Chapter Twenty One

219 21 4
                                    

To Parker,

21. I wish you knew in that exact moment I knew I liked you.

Hayley's POV

We trekked up towards my house in silence and I kept my eyes fixated on the ground as we tumbled up onto the porch. What Parker said to me, the way he touched my cheek, the way his eyes peered into mine as he spoke: it was the same way I always dreamt that Landon would look at me for as long as I could remember.

With just a little–even if it were minuscule–attraction. But at this very moment, even though the conversation had been solely about Landon's feelings towards me I could hardly think of him when those words came from Parker's lips. I'm a hopeless romantic but I can't decipher someone's true feelings for me even if you paid me to do so.
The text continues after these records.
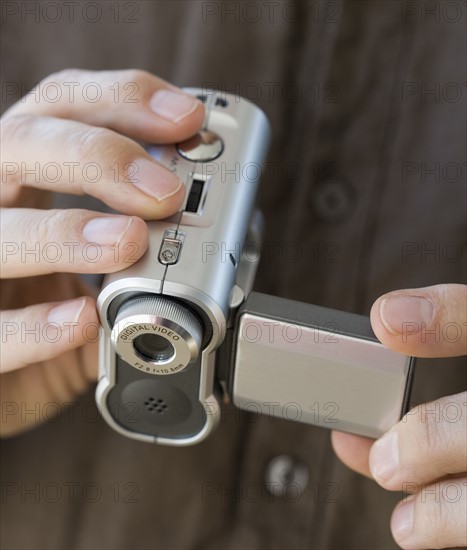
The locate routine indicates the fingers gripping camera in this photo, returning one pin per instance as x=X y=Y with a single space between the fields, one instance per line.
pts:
x=181 y=326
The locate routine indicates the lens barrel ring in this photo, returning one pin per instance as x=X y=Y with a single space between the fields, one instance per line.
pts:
x=153 y=317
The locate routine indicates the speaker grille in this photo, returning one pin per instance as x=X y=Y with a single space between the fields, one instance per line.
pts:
x=156 y=405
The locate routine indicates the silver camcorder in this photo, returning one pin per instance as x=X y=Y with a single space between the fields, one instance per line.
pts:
x=183 y=332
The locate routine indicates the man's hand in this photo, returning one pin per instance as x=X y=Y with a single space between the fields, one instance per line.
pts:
x=425 y=454
x=75 y=134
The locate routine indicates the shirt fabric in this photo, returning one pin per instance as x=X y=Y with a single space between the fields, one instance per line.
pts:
x=367 y=106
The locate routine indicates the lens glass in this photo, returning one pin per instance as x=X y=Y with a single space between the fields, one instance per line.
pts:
x=153 y=348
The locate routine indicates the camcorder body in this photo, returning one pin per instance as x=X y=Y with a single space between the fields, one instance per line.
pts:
x=183 y=331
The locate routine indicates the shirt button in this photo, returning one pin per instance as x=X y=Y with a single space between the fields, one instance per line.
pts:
x=332 y=201
x=286 y=477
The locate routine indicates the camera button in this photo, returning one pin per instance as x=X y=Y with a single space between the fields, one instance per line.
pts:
x=204 y=146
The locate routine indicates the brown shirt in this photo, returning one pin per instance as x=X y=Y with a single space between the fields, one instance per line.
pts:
x=365 y=177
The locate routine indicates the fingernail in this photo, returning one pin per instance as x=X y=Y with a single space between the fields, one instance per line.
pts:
x=402 y=519
x=397 y=311
x=108 y=230
x=173 y=106
x=155 y=181
x=69 y=312
x=384 y=457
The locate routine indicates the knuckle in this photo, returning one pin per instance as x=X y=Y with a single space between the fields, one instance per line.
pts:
x=431 y=437
x=53 y=226
x=92 y=140
x=14 y=126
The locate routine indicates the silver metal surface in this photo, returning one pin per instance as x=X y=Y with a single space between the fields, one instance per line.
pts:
x=204 y=273
x=318 y=377
x=170 y=248
x=205 y=146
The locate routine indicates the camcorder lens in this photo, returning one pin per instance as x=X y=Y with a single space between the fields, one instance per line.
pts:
x=154 y=348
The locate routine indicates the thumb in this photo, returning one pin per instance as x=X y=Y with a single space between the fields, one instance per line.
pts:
x=423 y=322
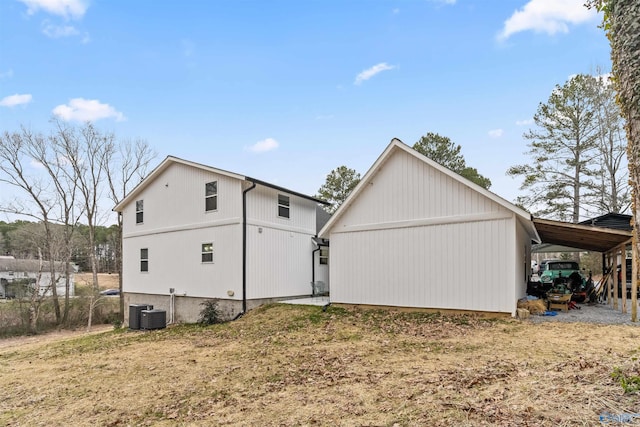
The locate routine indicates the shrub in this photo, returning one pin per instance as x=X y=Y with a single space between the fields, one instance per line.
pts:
x=210 y=314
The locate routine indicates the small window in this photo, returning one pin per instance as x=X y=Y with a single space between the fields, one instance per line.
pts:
x=139 y=211
x=144 y=259
x=324 y=256
x=207 y=252
x=211 y=196
x=283 y=206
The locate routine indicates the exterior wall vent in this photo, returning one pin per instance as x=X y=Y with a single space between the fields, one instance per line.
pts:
x=135 y=311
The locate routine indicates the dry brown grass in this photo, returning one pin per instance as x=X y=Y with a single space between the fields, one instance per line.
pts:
x=294 y=365
x=105 y=281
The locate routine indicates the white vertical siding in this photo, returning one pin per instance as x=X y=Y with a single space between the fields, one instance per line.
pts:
x=262 y=208
x=279 y=250
x=407 y=188
x=416 y=237
x=175 y=227
x=455 y=266
x=522 y=263
x=176 y=199
x=175 y=261
x=279 y=260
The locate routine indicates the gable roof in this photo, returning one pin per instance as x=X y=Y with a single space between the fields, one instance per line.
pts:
x=170 y=160
x=395 y=146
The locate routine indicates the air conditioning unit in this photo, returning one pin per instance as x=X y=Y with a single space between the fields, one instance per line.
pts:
x=135 y=311
x=153 y=319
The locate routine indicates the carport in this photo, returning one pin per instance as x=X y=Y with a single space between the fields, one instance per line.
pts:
x=589 y=236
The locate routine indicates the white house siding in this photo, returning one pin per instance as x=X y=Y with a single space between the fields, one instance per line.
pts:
x=406 y=188
x=321 y=270
x=452 y=266
x=174 y=228
x=278 y=249
x=415 y=237
x=175 y=261
x=176 y=200
x=523 y=264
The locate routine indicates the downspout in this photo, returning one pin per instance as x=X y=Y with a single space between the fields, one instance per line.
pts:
x=313 y=270
x=244 y=247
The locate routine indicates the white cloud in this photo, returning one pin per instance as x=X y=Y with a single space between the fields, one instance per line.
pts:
x=524 y=122
x=265 y=145
x=370 y=72
x=546 y=16
x=66 y=8
x=324 y=117
x=13 y=100
x=83 y=110
x=7 y=74
x=57 y=31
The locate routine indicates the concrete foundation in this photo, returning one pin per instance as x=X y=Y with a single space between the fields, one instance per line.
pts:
x=187 y=309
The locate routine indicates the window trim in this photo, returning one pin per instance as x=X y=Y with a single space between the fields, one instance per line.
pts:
x=213 y=196
x=144 y=260
x=282 y=206
x=206 y=253
x=140 y=211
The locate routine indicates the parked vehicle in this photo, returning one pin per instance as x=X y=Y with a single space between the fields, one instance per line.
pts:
x=566 y=273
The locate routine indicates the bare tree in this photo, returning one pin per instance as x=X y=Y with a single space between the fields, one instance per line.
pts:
x=40 y=193
x=125 y=168
x=86 y=150
x=611 y=191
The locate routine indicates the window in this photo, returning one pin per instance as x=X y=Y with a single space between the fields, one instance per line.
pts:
x=324 y=256
x=211 y=196
x=283 y=206
x=139 y=211
x=207 y=252
x=144 y=259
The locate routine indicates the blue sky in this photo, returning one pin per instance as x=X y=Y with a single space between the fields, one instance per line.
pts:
x=286 y=91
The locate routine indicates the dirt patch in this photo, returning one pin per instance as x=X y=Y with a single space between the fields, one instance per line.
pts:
x=293 y=365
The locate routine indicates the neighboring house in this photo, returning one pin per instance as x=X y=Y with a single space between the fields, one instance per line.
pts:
x=415 y=234
x=193 y=232
x=19 y=276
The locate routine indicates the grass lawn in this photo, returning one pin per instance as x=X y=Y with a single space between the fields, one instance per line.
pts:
x=296 y=365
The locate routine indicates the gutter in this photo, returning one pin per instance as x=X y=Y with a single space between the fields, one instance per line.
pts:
x=313 y=270
x=244 y=248
x=319 y=244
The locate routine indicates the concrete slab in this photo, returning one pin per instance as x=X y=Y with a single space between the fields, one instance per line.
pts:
x=318 y=301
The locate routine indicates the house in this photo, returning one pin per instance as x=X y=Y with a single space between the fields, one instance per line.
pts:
x=415 y=234
x=19 y=276
x=193 y=232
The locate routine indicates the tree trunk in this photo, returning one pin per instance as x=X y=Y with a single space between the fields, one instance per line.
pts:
x=52 y=272
x=624 y=36
x=118 y=249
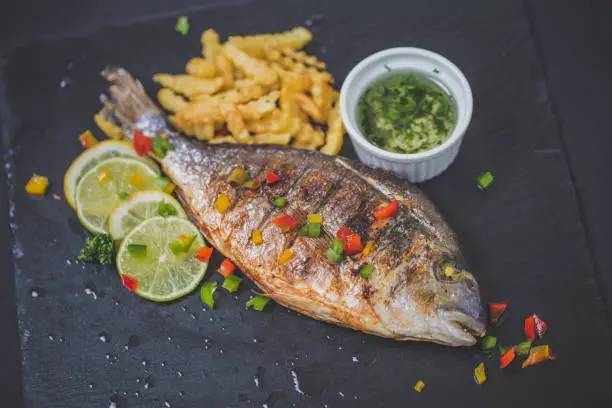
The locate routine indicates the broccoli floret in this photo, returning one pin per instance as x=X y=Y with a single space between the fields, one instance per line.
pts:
x=98 y=249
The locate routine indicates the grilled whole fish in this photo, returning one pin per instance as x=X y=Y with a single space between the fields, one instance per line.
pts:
x=419 y=289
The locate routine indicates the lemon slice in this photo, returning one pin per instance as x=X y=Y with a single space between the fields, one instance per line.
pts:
x=102 y=188
x=146 y=257
x=92 y=157
x=139 y=207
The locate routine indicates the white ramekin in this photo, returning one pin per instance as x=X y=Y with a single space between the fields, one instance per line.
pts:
x=416 y=167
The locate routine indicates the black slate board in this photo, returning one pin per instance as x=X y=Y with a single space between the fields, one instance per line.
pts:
x=523 y=238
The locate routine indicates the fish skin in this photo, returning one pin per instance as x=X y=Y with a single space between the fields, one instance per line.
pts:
x=407 y=297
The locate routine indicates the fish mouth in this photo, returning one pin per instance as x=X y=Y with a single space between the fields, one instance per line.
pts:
x=463 y=328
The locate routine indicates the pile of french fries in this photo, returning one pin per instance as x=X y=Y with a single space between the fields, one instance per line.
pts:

When he looked into my eyes as he said those words. . .did he just see me as a friend or more than that? "Hay bear, are we going to stand outside the entire time or are you gonna open the door?" Parker inquired as his head lowered down to mine. I gulped, growing increasingly flustered by the distance–or lack thereof–between us.
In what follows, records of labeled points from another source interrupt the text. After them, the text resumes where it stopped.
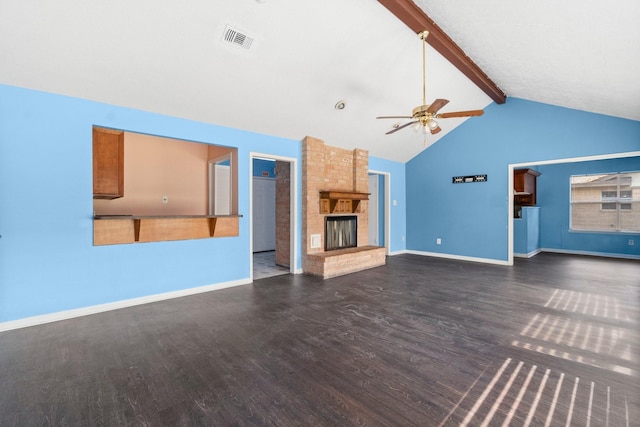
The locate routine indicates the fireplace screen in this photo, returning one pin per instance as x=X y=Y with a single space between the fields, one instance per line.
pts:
x=340 y=232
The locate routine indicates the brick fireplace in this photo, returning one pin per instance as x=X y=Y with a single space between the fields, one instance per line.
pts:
x=335 y=183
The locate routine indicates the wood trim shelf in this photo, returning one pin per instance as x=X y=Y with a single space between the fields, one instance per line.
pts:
x=341 y=201
x=119 y=229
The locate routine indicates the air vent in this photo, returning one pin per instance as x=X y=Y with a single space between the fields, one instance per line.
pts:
x=237 y=38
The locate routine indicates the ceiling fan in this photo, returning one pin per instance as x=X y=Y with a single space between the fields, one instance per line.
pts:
x=425 y=115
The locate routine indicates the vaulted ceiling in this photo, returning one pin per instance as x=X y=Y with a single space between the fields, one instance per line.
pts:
x=169 y=57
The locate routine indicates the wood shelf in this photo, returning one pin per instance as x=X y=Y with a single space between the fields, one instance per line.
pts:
x=341 y=201
x=119 y=229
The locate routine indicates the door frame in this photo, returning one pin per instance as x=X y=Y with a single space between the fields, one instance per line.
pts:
x=387 y=207
x=512 y=166
x=293 y=212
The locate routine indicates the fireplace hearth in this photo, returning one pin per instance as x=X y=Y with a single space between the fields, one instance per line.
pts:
x=340 y=232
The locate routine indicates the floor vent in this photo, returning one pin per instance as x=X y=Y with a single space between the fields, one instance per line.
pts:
x=237 y=38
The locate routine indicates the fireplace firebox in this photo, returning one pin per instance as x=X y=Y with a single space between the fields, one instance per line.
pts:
x=340 y=232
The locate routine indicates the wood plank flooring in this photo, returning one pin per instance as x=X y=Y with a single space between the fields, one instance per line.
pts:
x=421 y=341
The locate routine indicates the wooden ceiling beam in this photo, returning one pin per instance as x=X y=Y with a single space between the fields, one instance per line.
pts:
x=415 y=18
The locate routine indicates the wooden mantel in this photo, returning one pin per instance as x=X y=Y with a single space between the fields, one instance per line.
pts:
x=344 y=195
x=336 y=201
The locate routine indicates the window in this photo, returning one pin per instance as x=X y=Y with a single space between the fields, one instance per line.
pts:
x=606 y=202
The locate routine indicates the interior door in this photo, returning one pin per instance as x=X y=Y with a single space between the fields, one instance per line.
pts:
x=373 y=211
x=264 y=214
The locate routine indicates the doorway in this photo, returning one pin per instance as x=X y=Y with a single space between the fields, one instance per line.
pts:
x=379 y=210
x=272 y=216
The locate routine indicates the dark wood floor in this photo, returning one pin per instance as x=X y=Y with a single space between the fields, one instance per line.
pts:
x=420 y=341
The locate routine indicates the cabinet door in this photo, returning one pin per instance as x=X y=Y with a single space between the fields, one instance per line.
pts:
x=108 y=164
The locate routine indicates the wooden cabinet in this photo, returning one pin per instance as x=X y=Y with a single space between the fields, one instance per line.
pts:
x=524 y=183
x=108 y=163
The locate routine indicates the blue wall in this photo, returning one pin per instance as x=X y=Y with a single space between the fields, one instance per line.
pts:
x=472 y=219
x=554 y=197
x=47 y=259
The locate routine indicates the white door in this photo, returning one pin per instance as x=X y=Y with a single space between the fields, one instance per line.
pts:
x=264 y=214
x=373 y=210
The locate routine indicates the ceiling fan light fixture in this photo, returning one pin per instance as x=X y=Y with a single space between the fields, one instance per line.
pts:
x=432 y=124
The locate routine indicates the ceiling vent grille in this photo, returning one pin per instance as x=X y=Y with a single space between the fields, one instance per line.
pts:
x=237 y=38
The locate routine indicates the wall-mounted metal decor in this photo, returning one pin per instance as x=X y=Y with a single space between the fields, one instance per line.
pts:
x=469 y=178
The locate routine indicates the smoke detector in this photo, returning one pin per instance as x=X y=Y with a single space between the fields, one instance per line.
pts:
x=238 y=38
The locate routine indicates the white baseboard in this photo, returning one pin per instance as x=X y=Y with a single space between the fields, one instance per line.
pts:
x=95 y=309
x=590 y=253
x=394 y=253
x=529 y=255
x=459 y=257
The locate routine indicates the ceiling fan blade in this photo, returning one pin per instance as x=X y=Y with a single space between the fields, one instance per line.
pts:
x=436 y=105
x=401 y=127
x=469 y=113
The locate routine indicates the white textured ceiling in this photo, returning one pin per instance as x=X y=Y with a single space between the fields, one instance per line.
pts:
x=166 y=56
x=572 y=53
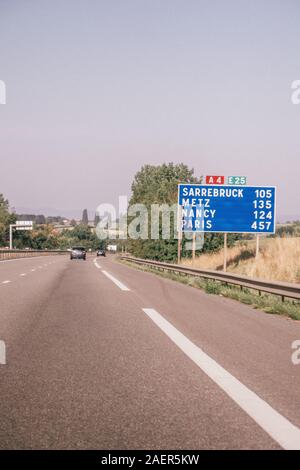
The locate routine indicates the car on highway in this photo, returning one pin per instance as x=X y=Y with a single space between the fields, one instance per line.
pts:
x=78 y=252
x=101 y=253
I unlocked the door hastily and stepped inside with Parker trailing closely behind me. When I was at a safe distance away from him I slipped off my shoes quickly, nearly tripping on my own feet to the point where Parker had to outstretch his hands towards me out of concern, "are you okay?" He snickered.
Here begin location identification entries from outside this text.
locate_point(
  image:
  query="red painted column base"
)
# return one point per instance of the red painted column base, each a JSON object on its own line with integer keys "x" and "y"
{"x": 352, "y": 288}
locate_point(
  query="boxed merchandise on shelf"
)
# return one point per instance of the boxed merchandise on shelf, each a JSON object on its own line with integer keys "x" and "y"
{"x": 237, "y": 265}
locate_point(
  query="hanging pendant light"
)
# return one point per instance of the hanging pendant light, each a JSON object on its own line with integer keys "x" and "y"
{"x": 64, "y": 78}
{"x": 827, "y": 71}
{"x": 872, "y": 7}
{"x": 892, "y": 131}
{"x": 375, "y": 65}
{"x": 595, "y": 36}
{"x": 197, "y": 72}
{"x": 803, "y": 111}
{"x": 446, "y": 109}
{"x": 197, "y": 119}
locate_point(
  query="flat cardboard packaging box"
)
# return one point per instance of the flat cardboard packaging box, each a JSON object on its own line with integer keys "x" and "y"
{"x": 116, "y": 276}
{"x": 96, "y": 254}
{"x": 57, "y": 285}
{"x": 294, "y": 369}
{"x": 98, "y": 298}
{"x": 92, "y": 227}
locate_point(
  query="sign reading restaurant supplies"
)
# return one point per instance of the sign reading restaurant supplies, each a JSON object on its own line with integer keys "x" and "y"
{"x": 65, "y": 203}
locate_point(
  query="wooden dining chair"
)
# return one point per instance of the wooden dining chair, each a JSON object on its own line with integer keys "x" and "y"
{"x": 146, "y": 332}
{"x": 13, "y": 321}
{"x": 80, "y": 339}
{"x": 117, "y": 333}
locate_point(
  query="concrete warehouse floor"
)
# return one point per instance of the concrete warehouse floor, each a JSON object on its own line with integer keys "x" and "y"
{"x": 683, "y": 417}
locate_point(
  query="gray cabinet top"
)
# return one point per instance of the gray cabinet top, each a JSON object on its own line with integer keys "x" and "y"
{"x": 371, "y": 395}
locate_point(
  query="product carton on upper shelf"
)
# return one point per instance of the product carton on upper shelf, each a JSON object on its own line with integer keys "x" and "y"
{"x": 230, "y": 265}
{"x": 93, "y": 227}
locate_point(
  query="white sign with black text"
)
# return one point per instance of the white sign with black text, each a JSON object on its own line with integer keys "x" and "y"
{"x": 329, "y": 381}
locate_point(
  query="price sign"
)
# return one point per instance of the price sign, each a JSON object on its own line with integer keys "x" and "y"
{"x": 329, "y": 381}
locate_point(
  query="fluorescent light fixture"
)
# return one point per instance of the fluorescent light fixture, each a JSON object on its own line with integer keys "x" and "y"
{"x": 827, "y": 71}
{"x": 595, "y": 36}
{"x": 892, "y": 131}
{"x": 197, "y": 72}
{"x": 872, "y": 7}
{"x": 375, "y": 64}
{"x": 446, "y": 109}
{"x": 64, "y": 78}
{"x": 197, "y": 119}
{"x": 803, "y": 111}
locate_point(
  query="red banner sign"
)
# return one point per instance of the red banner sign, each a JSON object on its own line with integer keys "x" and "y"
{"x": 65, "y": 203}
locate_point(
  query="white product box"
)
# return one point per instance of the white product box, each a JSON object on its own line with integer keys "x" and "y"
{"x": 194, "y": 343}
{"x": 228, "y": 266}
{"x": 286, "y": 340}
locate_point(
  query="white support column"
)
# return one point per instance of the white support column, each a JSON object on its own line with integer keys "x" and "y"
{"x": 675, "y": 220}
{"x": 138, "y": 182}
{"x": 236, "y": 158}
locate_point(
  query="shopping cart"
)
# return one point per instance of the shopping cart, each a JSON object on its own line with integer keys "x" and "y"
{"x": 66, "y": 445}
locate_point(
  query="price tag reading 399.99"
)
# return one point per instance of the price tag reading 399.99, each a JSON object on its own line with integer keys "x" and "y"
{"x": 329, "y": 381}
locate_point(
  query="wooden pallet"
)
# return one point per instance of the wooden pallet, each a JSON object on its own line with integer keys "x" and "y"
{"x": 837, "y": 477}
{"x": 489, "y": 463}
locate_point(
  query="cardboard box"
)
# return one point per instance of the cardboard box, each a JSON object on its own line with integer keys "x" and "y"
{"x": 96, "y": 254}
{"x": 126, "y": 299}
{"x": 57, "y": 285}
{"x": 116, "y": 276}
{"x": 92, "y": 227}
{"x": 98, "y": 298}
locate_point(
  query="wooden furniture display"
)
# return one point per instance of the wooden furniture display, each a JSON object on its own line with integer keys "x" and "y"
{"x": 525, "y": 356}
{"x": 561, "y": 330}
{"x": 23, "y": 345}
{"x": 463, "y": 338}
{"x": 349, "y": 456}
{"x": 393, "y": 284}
I kicked my shoes off, "y-yeah! I'm great!" He didn't seem convinced. I mean how would he when I'm acting like a deer caught in the headlights? "Is this about what I said in the car?" He asked, sensing my uneasiness. "I-I meant it by the way," he said as his hand disappeared in his jet black hair, "but if it made you feel uncomfortable, I'm sorry."

Can this guy be any more perfect? He apologized for saying something so minuscule, thinking that it made me uncomfortable. Why have I not come across more guys like this who care for little things that affect you whether it's positive or negative?

I waved my hands in the air dismissively, "no, you didn't make me feel uncomfortable. It's just– no guy has ever said anything even remotely close to what you did and it was just a lousy compliment. I'm pathetic, I know." It wasn't the compliment itself but rather the implications behind it. That's what made me flustered.

I lowered my gaze to the floor just as he began to close the space I had purposely put between us. I backed into the wall, lips pursed in a thin line, eyes boring into Parker's feet which came into my line of vision. He lowered his hands down onto his knees and after a few seconds, his face came into view as he crouched down to my height.

He then smiled, "it's not pathetic, it's normal. Don't be embarrassed for something so small, I don't judge, you've got the wrong guy." He said reassuringly. Why am I so whipped? It makes me feel weak when I can't even look him in the eye when he's only a guy. I'm usually the one who makes people run away from me, not the other way around.

I don't like this. I don't like the fact that I'm slowly changing. "Do you-do you want something to eat or drink?" I even stutter now? Great, a few more days and I'm gonna start tucking my hair behind my ear. He shook his head, "no, thank you for asking. I just want to get started on the assignment."

Thank god, I don't know what we would talk about if we were only chilling and eating. Parker and I are pretty much compatible but considering how whipped I've now become there's no doubt in my mind that I'll end every conversation before it even starts out of nervousness. "Oh, okay, well let's go to my room."

That sounded way less dirty in my head. "Do you think that's a good idea?" He asked as he began to eye the foyer warily. I stopped in my tracks, "unless you have some other motives in mind?" YES, there's my confidence. Where have you gone, darling? Although I know you're only back for a fleeting moment because any minute now Parker will say something that'll make me revert- it's still nice to know you're hanging around.